The integrated CMAC block has a total of 12 resets. They are TX_RESET , RX_RESET , and RX_SERDES_RESET[9:0] . During configuration TX_RESET , RX_RESET and RX_SERDES_RESET[9:0] need to be asserted High and after the clocks are stable, the resets are released. During normal operation the RX and TX paths can be asserted independently. Within the RX and TX logic paths, there are separate resets to the core and the lane logic. The reset procedure is simple and the only requirement is that a reset must be asserted until the corresponding clock(s) are stable. The 100G Ethernet IP core takes care of ensuring that the different resets are properly synchronized to the required domain. It is up to you to ensure a reset is held until the corresponding clock is fully stable.
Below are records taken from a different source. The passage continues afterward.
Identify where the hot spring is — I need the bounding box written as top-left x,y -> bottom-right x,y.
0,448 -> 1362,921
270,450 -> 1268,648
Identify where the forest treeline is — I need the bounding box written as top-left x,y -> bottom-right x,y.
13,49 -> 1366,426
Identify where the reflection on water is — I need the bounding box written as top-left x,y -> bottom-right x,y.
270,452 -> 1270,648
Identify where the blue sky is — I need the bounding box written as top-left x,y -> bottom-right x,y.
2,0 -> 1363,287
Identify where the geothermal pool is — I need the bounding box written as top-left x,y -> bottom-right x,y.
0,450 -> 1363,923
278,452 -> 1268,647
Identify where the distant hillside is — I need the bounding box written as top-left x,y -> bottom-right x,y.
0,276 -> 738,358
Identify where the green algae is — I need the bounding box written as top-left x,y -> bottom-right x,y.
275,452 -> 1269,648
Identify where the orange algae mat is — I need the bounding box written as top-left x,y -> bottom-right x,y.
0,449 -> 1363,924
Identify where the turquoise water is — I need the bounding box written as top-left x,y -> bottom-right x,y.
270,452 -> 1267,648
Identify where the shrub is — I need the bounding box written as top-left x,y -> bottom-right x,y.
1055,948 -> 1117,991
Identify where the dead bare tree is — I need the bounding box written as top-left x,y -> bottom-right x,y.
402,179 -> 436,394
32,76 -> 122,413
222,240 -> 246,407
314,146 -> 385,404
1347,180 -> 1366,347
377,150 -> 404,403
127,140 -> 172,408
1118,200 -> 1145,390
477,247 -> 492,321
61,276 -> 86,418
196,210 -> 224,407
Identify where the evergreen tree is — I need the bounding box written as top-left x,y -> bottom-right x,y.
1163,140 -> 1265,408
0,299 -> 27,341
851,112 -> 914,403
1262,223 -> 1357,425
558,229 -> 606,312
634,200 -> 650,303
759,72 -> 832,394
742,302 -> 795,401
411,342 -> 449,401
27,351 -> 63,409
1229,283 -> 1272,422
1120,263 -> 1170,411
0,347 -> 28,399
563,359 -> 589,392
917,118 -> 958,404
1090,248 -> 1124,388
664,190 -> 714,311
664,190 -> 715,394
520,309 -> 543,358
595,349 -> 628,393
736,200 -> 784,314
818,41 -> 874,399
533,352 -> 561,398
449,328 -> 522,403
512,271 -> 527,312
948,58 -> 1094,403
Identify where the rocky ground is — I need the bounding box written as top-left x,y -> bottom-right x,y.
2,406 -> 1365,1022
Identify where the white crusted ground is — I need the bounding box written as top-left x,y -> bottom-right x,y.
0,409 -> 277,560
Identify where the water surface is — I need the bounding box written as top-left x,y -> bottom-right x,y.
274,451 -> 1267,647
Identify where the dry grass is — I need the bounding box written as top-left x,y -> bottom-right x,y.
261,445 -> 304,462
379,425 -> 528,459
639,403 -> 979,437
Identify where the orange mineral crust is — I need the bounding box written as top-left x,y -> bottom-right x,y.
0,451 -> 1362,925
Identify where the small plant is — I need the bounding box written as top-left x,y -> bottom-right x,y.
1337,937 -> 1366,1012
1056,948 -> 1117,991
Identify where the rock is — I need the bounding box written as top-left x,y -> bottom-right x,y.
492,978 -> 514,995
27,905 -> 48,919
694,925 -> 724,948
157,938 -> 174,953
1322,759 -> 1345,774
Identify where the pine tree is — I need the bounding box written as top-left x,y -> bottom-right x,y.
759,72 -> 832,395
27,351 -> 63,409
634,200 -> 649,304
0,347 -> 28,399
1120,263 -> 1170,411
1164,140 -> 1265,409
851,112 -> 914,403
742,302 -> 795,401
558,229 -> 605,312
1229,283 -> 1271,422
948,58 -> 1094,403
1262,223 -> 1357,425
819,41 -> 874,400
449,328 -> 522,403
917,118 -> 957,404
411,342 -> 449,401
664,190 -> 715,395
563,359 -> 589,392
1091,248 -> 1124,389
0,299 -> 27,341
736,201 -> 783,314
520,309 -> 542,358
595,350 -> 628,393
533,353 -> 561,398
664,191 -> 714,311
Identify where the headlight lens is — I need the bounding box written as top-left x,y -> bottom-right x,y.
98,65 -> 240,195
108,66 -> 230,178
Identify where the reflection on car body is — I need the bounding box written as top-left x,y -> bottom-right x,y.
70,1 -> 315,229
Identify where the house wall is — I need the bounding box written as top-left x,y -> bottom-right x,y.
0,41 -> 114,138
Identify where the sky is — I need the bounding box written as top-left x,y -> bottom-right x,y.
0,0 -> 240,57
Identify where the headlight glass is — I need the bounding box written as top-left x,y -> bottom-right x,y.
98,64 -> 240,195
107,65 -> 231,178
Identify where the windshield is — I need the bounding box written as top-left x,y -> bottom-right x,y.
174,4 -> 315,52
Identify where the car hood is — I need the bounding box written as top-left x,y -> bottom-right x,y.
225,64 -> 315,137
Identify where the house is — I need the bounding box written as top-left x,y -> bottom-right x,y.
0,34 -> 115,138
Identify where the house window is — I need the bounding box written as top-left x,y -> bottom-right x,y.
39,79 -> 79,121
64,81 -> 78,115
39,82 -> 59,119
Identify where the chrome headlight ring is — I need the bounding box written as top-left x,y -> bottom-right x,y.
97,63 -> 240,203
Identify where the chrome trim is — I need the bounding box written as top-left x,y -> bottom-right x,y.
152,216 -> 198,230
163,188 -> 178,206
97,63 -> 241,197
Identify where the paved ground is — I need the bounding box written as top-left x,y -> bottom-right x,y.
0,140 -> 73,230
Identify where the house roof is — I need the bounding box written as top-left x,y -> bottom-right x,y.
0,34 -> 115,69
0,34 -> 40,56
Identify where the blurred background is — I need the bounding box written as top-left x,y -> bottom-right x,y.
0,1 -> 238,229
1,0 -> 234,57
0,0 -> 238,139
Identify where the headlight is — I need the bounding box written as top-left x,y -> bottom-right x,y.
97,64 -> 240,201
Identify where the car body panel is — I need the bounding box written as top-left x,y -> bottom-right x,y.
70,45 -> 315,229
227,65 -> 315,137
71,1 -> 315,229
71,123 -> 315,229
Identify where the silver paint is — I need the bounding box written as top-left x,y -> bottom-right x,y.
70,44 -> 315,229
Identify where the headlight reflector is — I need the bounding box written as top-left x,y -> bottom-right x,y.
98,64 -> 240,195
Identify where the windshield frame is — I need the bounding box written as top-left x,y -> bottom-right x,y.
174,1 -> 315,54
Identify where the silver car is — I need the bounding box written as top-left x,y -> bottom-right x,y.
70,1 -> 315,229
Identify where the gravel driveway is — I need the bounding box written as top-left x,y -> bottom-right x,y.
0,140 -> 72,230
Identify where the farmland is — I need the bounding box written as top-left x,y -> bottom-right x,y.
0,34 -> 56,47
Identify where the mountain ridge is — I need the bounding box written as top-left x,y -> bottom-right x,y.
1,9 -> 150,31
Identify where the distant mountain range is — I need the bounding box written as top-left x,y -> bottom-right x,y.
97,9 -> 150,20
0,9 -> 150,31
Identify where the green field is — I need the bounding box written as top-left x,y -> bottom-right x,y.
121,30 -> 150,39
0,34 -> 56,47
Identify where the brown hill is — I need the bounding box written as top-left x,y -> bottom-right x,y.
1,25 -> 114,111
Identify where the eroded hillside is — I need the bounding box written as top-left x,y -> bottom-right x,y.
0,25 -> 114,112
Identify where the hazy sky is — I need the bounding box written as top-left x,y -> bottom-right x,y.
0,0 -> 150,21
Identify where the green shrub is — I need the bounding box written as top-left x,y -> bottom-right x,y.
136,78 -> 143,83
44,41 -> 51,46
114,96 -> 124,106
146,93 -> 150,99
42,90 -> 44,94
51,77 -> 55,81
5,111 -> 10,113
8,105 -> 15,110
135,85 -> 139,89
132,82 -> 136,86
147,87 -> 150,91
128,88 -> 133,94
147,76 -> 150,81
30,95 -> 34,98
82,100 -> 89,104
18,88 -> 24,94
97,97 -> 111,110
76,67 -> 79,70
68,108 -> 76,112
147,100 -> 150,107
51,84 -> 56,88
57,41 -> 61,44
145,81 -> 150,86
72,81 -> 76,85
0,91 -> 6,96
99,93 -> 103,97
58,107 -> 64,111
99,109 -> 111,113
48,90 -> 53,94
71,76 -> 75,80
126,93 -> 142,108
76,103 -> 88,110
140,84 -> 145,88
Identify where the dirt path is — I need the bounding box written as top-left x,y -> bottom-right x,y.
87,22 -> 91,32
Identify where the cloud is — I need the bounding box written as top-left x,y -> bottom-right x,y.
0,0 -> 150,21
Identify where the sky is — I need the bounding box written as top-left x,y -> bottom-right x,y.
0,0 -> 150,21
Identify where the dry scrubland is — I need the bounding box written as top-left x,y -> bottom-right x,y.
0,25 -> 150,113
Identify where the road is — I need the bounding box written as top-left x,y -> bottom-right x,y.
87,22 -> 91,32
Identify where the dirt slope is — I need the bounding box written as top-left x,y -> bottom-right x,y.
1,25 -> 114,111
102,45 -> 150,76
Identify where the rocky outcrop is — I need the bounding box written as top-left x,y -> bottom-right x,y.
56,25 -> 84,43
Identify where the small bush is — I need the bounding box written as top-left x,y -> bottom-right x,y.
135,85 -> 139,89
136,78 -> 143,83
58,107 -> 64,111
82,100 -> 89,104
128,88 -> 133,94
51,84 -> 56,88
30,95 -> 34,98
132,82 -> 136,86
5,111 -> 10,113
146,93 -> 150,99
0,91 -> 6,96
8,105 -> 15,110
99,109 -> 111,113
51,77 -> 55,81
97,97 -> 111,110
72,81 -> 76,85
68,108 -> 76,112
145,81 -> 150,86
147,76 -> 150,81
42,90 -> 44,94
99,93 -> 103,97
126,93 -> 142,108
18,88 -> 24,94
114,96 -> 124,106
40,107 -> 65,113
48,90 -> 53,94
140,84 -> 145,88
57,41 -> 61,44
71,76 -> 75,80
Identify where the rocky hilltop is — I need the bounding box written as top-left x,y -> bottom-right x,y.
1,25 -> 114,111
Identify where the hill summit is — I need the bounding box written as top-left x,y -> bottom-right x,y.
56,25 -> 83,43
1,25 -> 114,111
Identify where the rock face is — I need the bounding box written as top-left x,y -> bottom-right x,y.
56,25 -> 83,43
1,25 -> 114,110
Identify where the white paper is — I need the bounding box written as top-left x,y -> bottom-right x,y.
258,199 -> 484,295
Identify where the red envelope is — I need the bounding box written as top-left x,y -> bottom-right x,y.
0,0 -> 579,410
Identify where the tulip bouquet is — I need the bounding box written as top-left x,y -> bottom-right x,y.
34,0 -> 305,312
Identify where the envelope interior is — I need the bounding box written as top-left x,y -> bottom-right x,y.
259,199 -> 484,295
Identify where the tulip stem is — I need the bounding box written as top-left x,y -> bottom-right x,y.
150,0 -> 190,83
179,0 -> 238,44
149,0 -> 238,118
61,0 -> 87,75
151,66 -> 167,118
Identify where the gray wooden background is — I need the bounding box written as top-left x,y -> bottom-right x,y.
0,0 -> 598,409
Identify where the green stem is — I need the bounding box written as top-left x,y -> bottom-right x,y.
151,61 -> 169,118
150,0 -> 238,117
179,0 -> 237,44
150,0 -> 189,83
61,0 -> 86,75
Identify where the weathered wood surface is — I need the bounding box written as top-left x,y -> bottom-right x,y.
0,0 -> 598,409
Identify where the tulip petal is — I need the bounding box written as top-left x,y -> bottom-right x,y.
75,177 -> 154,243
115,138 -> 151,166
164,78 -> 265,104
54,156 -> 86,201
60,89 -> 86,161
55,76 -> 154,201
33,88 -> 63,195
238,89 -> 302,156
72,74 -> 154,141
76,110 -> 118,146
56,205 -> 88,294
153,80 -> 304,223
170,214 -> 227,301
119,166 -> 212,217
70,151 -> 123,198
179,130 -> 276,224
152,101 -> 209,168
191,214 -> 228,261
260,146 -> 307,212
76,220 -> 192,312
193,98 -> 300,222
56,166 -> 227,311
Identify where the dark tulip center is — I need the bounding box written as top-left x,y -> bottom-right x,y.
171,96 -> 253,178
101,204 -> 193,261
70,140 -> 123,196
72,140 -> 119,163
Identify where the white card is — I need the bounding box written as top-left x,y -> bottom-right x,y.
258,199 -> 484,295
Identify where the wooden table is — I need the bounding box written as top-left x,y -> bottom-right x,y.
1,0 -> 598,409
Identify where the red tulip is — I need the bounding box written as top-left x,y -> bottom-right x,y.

The 100G Ethernet IP core provides sys_reset input to reset GTs and integrated CMAC block and gtwiz_reset_tx_datapath and gtwiz_reset_rx_datapath to reset GT and CMAC RX and TX datapaths individually.
Note: Some of the control inputs to the 100G Ethernet IP core can only be modified while the core is held in reset. If one of these inputs needs changing, the appropriate RX or TX LBUS reset input ( RX_RESET or TX_RESET ) must be asserted until the control input is stabilized. All resets within the block are asynchronously asserted, and synchronously deasserted. Standard cell synchronizers are used, where applicable per guidelines to synchronize assertion and release of resets to respective clock inputs.
See This Figure and This Figure for diagrams of the clocking and resets. The available modes are based on the Vivado® Integrated Design Environment (IDE) selection and configuration. For Asynchronous mode, TXOUTCLK sources the TXUSRCLK, and RXOUTCLK sources the RXUSRCLK. Asynchronous Mode allows per specification PPM difference between clocks.